Gill Spacing = crowded Gill Size = broad
Bruises? = no Gill Size = broad Stalk Color above Ring = white
Bruises? = no Gill Size = broad Stalk color below Ring = white
Bruises? = no Odor = none Gill Spacing = crowded Stalk color below Ring = white
Class = edible Odor = none Gill Spacing = crowded Stalk color below Ring = white
Class = edible Bruises? = no Gill spacing = crowded Stalk color below Ring = white

The first thing is to test whether these conjunctions are indeed equivalent. The first query is shown here

sqliteman msg grasses test 1

Testing the reverse showed that no bruises, a broad gill size and a white stalk color above ring indeed implies a crowded gill spacing (and a habitat of grasses). The number of rows was 1056, as many as the first.

Using the transitivity of the equivalence property we can test all equivalences by taking the first case, testing the properties of the next, and testing case 1 against case 6. Here is another screen shot.

sqliteman msg grasses test 2

Again, as in all 6 tests, the number of rows was 1056. This is exactly the number of unambiguous rules for grasses we calculated before.

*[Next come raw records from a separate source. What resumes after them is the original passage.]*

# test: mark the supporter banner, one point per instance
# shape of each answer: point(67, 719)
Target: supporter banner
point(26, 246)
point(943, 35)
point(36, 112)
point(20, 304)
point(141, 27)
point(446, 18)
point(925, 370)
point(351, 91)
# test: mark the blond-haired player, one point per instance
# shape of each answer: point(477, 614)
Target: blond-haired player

Of particular interest is the occurrence of edible as a factor. We would expect the 4 conjunctions which do not contain edible to turn up in the reduction for the Class attribute from example 1. Using the AutoFilter tool from OO Calc these reductions can easily be found, if they exist.

Examining that spreadsheet showed the first 3 in lines 2064, 2857 and 2962, respectively, but not the 4th.

The reason is there exists a shorter combination, namely Bruises? = no, Odor = none, Stalk color below Ring = white, which does show up in the reductions for Class. Testing with Sqliteman reveals exactly 1200 rows, all edible, but not all with a grasses habitat (some were urban or woods). Only the additional condition that the gill spacing is crowded returns the 1056 rows with a grasses habitat.

Emping has discovered that all the shortest rules for a grasses habitat can be grouped into 355 equivalence classes, and that each of these implies just one top equivalence class, the one in the above table. Testing this, with node 221 (taken at random) reults in the following.

sqliteman dependency test grasses node 221

In the second equivalent representation the no bruises factor is replaced by a broad gill size (the other three factors the same). The result was the same. Node 1 consists of just 1 rule, and is a singleton too.

sqliteman dependency test grasses node 1

Now there are 384 rows, but the displayed factors are as Emping discovered. Node 351 consists of 4 rules, with 2 common factors and a different remaining one. Each case showed the same results, with 72 rows, as did the accumulated query shown next.

sqliteman dependency test grasses node 351

In all three tests the attribute Class was included in the display, to show that, because edible is a factor in the most general equivalence for grasses, each rule which implies grasses also implies edible. However, the rule is not that all mushrooms that grow in a grasses habitat are edible, and surely not that all edible mushrooms have a grasses habitat.

What has been discovered, indirectly, is that all 1056 mushrooms which have a habitat of grasses only, are edible. Those among the 1092 row descriptions which also grow elsewhere could be poisonous.